Design Q & A: Emily Chu

If you’ve ever shopped at a local art market or craft fair, you may already be familiar with Emily Chu.




May 1, 2018



If you’ve ever shopped at a local art market or craft fair, you may already be familiar with Emily Chu. Though she focuses on commercial work and teaches at Edmonton Digital Arts College, she has become a staple at markets across Alberta, where she showcases some of her personal pieces.

Q: How would you describe your illustration style?

A: I majored in illustration, but through a design background. So although I do curate through a design lens, I start all projects with illustrative sketches for layout. Then, I sometimes incorporate text in an illustrative way. So there is a lot of pattern and shapes and even sometimes typography that’s kind of embedded into the illustration. However, the focus of my work is always on illustration. I do like to keep it pretty light-hearted though and just fun, colourful.

Q: How is your personality reflected in your work?
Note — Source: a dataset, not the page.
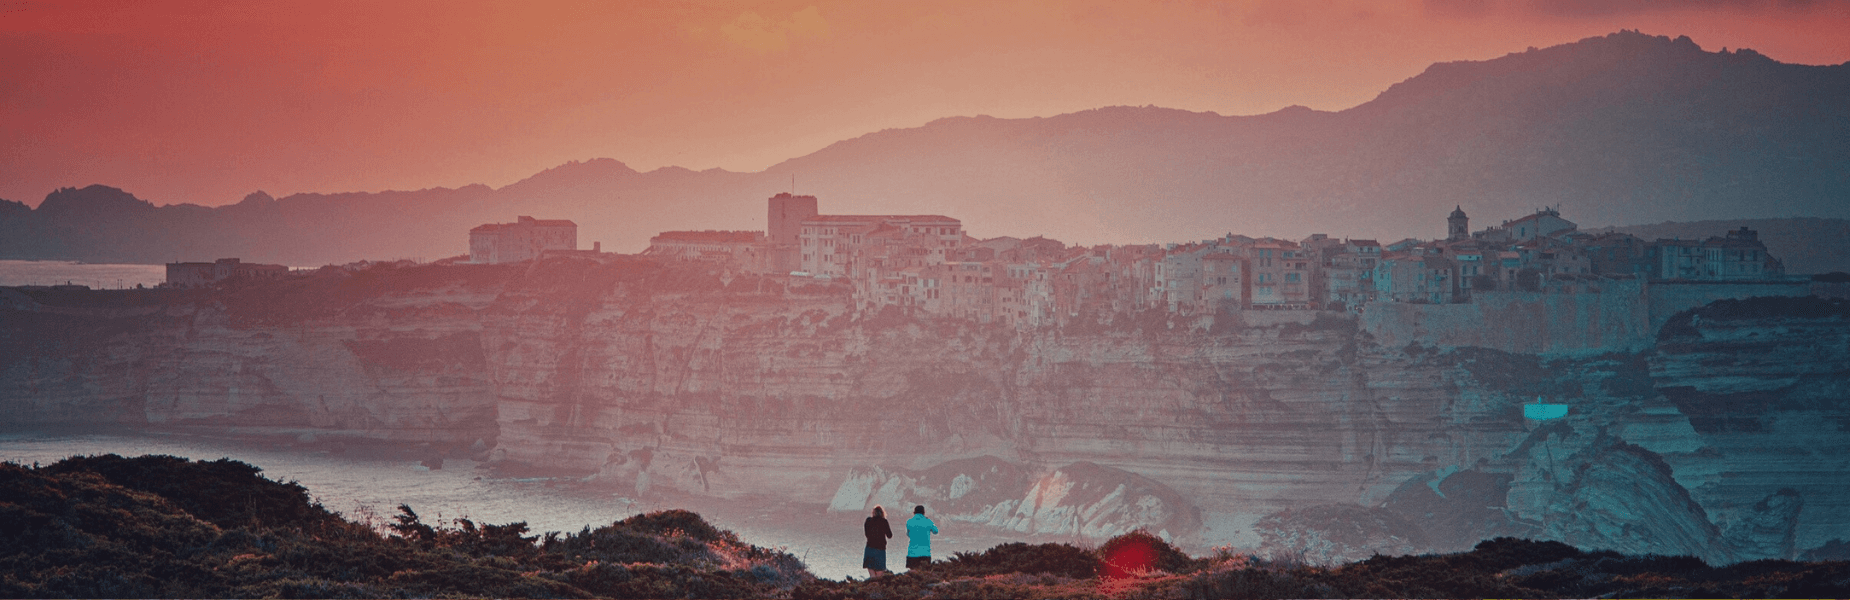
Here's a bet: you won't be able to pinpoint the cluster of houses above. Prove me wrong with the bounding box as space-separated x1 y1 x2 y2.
1355 206 1781 305
643 194 1787 328
159 196 1787 320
A: I tend to not like to do long-term freelance projects. I tend to prefer shorter illustration projects. Most of my illustration jobs range from one week to six months. A lot of it is more commercial and for magazines and product design rather than things that are over many years, like concept art or graphic novels, so I think that comes across just in the format of my illustrations, my temperament.
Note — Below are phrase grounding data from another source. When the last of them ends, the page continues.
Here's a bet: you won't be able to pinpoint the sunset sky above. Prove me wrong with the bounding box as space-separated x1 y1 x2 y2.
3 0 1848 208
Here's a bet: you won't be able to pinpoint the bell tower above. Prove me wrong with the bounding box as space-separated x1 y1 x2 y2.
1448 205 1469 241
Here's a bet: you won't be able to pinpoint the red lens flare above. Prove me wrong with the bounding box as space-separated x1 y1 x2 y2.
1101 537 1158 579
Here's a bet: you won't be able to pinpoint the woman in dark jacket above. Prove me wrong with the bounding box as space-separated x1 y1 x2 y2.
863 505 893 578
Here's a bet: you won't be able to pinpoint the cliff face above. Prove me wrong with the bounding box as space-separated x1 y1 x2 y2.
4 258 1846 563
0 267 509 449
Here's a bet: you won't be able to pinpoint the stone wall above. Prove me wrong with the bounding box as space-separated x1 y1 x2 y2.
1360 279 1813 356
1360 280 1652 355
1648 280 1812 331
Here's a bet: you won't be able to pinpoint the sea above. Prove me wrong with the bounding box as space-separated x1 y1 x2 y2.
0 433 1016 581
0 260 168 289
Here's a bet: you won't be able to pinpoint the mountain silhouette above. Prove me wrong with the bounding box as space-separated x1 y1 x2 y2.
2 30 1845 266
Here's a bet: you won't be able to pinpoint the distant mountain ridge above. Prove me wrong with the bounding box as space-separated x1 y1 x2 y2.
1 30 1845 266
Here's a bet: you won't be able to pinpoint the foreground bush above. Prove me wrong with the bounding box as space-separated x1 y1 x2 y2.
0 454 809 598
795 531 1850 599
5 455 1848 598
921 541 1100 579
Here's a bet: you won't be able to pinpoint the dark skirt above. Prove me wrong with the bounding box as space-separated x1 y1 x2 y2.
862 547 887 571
Q: What do you enjoy most about your personal work?

A: I find that it’s mostly about experimentation for me and to try different things and it really does help me grow as an artist. All the work that I do at markets, that’s probably as personal as it gets because it’s work without any clients and they’re one-off pieces so I can make something a little bit more funny or strange. And the thing with markets is that you can get instant feedback which is really great.
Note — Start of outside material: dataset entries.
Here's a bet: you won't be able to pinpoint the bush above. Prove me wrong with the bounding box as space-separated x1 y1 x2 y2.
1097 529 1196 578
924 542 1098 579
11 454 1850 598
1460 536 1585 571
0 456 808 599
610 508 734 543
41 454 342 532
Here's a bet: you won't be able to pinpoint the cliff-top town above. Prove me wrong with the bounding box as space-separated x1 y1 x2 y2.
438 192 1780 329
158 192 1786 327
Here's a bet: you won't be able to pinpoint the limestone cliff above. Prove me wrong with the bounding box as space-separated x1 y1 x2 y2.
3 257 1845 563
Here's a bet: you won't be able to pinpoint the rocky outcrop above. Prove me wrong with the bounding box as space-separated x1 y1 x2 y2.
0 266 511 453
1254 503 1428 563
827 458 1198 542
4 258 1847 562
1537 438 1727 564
Q: What has it been like working with Royal Bison for the past three years?

A: I do really, really enjoy being a part of the market crowd, but in particular the Bison crowd. I moved here in 2011-12 and for the first couple of years I worked alone at home just doing magazine editorial and textile design and stuff like that so going out to the Bison was quite a life-changing experience. People were just so welcoming and it made me feel a lot more part of a community. They’ve just been so kind in broadening the community in Edmonton between visual arts and fine arts and makers.